In the Prairies Gallery, kids with an eye for engineering love to peer inside the red river frame house. A cross section of an open wall shows the unique construction of these buildings that fit together like Lego, using very few nails. A multimedia touch screen allows kids to dig deeper into the step-by-step process of a style of architecture unique to the Red River Settlement and pioneer life in Manitoba. Ask the kids to search for the stuffed cat hiding in the shadows and to give it a nickname.

Predator vs. Prey

As the northern lights fade with the sunrise, kids come eye to eye with a massive polar bear hovering over its latest prey, a ringed seal. The image of the kill - and mother nature at its rawest - sticks with kids.
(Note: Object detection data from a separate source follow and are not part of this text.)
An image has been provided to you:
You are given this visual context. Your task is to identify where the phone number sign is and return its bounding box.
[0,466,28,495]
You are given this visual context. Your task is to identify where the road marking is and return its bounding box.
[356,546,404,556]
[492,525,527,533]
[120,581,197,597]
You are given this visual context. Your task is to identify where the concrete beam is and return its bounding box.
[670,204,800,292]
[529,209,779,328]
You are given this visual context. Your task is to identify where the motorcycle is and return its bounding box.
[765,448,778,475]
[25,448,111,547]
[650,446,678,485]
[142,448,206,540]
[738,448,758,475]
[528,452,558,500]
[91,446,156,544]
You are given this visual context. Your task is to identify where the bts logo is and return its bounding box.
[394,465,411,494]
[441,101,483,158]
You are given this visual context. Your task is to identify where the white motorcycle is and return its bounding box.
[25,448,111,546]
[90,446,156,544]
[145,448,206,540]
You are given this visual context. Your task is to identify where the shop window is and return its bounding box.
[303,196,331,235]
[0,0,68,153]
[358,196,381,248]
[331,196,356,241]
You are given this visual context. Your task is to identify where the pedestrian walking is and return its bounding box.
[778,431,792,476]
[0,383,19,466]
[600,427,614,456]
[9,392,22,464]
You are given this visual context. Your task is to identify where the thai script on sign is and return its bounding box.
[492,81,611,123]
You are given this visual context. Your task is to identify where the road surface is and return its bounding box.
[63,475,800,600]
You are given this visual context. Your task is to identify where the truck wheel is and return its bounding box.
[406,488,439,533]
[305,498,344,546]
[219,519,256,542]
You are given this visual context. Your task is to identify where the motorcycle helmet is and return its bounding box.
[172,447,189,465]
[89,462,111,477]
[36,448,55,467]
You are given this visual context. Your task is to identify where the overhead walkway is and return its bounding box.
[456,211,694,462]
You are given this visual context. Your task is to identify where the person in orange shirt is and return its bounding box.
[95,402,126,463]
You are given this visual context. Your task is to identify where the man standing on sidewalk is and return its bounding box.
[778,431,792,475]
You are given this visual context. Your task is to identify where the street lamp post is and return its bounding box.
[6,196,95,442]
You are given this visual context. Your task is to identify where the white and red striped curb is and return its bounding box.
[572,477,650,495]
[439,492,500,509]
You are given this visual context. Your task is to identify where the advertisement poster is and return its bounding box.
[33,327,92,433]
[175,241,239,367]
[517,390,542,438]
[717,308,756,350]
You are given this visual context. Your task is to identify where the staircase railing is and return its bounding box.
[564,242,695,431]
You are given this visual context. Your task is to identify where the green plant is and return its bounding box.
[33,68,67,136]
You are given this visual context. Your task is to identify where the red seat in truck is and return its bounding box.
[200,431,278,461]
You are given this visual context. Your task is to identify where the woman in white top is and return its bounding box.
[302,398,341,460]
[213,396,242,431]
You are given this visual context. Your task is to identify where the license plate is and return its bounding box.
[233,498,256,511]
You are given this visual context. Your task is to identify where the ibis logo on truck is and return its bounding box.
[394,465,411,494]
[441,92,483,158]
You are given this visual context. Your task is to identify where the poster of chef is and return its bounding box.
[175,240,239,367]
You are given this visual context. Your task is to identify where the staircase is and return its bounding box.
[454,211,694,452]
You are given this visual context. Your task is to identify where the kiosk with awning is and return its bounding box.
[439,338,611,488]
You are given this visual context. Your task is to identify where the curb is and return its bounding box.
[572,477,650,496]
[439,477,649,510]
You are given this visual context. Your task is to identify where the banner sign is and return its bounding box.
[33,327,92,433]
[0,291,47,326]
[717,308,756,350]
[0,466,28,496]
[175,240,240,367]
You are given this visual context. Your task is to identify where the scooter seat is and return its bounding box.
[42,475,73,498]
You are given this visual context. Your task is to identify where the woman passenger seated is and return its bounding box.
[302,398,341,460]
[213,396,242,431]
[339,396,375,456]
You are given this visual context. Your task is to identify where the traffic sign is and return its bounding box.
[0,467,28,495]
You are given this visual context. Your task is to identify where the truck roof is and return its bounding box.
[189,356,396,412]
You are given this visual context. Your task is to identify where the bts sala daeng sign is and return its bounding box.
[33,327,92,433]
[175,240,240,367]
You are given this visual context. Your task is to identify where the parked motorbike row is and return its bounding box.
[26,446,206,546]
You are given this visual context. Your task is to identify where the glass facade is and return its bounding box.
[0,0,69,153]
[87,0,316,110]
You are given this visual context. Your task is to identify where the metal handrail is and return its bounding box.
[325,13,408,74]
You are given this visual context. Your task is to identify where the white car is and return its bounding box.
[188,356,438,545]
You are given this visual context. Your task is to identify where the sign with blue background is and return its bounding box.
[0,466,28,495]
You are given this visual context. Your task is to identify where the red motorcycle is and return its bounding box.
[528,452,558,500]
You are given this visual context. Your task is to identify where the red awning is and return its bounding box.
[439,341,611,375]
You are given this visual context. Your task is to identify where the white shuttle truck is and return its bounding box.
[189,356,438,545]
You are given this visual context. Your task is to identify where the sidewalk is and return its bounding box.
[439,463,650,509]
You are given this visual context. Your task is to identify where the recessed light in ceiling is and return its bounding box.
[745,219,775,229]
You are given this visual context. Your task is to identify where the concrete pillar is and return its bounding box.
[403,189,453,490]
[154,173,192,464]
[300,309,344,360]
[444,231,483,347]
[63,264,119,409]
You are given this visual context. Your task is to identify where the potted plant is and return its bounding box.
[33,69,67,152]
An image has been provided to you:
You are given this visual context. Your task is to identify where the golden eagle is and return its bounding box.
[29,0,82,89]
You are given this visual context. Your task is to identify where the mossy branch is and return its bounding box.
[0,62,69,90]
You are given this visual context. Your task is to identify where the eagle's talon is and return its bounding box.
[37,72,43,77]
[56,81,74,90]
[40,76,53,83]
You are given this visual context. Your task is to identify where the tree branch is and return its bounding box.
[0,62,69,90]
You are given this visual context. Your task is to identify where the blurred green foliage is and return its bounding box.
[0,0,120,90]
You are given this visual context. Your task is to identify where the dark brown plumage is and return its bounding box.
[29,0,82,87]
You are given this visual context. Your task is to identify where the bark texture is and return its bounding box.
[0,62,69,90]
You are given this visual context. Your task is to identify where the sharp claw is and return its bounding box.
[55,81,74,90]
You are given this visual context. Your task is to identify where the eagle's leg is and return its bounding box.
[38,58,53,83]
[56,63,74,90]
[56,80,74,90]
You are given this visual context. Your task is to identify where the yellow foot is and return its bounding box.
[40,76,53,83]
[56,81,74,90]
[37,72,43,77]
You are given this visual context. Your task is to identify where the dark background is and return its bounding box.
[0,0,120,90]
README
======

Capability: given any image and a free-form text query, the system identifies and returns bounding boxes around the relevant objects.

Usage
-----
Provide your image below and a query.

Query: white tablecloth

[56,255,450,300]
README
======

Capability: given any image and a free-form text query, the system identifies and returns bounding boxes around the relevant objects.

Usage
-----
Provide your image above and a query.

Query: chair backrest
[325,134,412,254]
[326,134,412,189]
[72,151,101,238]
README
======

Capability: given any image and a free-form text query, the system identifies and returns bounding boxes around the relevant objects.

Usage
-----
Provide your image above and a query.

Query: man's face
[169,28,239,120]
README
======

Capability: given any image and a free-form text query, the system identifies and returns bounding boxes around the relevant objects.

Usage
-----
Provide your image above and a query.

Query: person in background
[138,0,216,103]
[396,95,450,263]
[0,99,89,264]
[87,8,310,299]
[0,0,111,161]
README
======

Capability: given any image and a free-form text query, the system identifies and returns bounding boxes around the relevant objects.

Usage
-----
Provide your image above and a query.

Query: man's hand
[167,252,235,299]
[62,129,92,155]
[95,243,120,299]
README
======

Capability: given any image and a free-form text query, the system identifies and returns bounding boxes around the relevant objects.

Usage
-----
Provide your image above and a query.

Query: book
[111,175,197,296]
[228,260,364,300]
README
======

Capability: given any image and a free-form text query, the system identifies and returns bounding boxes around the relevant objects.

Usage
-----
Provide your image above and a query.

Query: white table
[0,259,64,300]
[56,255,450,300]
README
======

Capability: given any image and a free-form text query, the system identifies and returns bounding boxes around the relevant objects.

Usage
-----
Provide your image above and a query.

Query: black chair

They may gasp, or hide behind a parent, but know they'll quickly understand that Manitoba has a subarctic region and is home to polar bears.

Mini First Nations Camp

At the entrance of the boreal forest gallery, kids love to marvel at the impressive miniature Algonquin summer camp scene. Spend a few minutes asking them to point out the details. Where are the children playing with the pups? What kind of meat have the grown-ups harvested? Do you see any elders? The display is captivating and kids learn so much from it without needing to read.

The Bat Cave

Tucked into the Parklands Gallery, kids love to get spooked by the dark bat cave. No Batman and Robin here. Encourage them to get on their hands and knees and crawl through the limestone caverns. Kids should use the flashlight from a smart phones to search for the furry, nighttime creatures above their heads, but tell them to be careful not to shine it too much into the deepest, darkest corner or else they'll awaken a bigger furry resident! What do they see?

The Science Gallery

Be sure to leave lots of energy for the Science Gallery downstairs. Little minds explode open as their little hands get busy with old and new favourite science exhibits. A colourful, illuminated human-size pegboard allows kids with an eye for design to create flashy patterns similar to Lite Brite. Kids can conduct an orchestra of aurora borealis across a northern Manitoba sky at the motion-sensor wall in the Cosmos Corner. Tiny hands feel so in control of the universe as they make ribbons of lights dance. And standout favourite is the pulley-chair exhibit where siblings can race to the top using a bit a muscle and a lot of engineering.

The Urban Gallery

Walking into 1920s Winnipeg, kids' imaginations come alive. In this theatre set-like gallery, the kids turn into actors serving drinks at the cafe or joining a 1919 strike rally. Expose them the silent film era by taking a seat in the plush velvet chairs of the old theatre house. Climb up to the second level to get a bird's-eye view of the old town.

The Nonsuch Gallery

The pièces de résistance of the Manitoba Museum is the Nonsuch Gallery. Kids go back in time to a wharf in Deptford, England in 1669 where the Nonsuch is moored, having just returned from Hudson's Bay with bales of fur and crates of goods. Allow them to climb aboard the sailboat and go below deck to marvel at the confines of the living quarters. In the tavern, Captain Gillam and crew mates in regale everyone with tales of the adventure. If you haven't visited her in a while, the Nonsuch is now accompanied by impressive light and sound effects that rotates through day and night, sunshine and rain.

Travel Manitoba staff was hosted by Manitoba Museum who did not review or approve this story.

About The Author

Hi, I'm Jillian, a marketer, communicator, traveller and Manitoba flag waver. Growing up in rural Manitoba during the '80s means I have a penchant for daytrips, maps (the paper kind), and prairie sunsets. I never tire of sharing stories about my home.